Kir…ie Eleison
Le bonne société a aussi ses travers, certains aiment picoler, d’autres sont infidèles, ou encore snobs ou orgueilleux, à chacun sa spécialité. Le désavantage pour eux, c’est que cela se remarque plus facilement et qu’on ne se gêne pas pour les commentaires. Il arrive même que l’histoire serve de relais pour les retourner dans leur tombe. Heureusement, il arrive aussi que ces travers servent de tremplin à un bon mot et nous allons en explorer quelques uns.
Felix Kir (1876 – 1968) fut un de ces ecclésiastiques, un chanoine, qui à l’instar de l’abbé Pierre, se tailla un nom dans l’histoire. Il est connu pour ses faits de résistance, avoir été élu député-maire de Dijon. Mais on retient surtout son nom qui a le mérite d’être prononcé tous les jours dans les bistrots quand on commande un blanc-cassis, un kir. Il n’est sans doute pas l’inventeur du breuvage, mais il fit tant pour le populariser qu’on lui donna son nom. Il avait aussi la réputation d’être le meilleur adepte de son apéritif.

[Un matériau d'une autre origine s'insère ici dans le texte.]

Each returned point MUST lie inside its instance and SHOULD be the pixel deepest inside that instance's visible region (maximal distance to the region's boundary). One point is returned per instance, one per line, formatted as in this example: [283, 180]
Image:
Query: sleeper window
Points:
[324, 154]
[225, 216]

Personnage truculent, il avait la répartie facile et ne s’en laissait pas compter.
A un député communiste qui lui reprochait sa foi et qui le rembarrait sur son adoration pour quelqu’un qu’il n’avait jamais vu, il lui répondit : « Et mon cul, tu l’as pas vu, et pourtant il existe ! »
A un autre penseur qui lui disait qu’il n’allait jamais à l’église car elle était pleine d’hypocrites : « Ne vous inquiétiez pas pour ça. Venez donc, nous nous serrerons ! ».

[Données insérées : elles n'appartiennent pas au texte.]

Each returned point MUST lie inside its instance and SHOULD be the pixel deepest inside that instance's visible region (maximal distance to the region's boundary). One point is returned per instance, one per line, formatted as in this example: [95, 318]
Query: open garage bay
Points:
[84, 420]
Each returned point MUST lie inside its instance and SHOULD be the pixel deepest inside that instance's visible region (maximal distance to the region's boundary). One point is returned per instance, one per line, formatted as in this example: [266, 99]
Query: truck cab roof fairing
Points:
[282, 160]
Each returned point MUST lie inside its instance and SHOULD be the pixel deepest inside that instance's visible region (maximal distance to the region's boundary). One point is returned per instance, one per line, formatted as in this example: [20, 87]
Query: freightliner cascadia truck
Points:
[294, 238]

Apercevant une jeune femme au décolleté généreux et à la jupe très courte, prenant de l’eau bénite pour se signer : « Ce n’est pas la peine de vous déshabiller, si c’est seulement pour tremper le bout des doigts! »
Il parcourait les vignobles dans le canton du Valais en Suisse. Il ne se fit pas prier pour boire un verre chez un vigneron qui avait un vin qui s’appelait « paien ». Il déclara : « Ce païen ne m’effraie pas, je vais lui donner une sépulture ecclésiastique. »
– En tous cas, on vous interdit de la baptiser, répondirent les vignerons (allusion employée par certains viticulteurs quand un vin n’est pas gardé dans son état d’origine).
Quand il décéda en 1968, un de ses collègues prononça une phrase de circonstance :
– Maintenant il est élu de l’Eternité.
– Oui, répondit un autre. Il y est même très heureux, avec ses deux amis saint Estèphe et saint Emilion. Ils ne se quittent plus.
Un académicien mal Loti
L’écrivain Pierre Loti (1850 – 1923) était connu pour traîner avec lui une réputation d’homosexuel. Il était question de le faire entrer à l’Académie. Bien entendu ces messieurs discutent le bout du gras pour savoir s’il est admissible dans cette noble confrérie. Un de ses « sponsors », Ernest Renan, fut pris à partie par un confrère :
– Ignorez-vous, monsieur Renan, que cet écrivain passe pour avoir des moeurs bizarres ?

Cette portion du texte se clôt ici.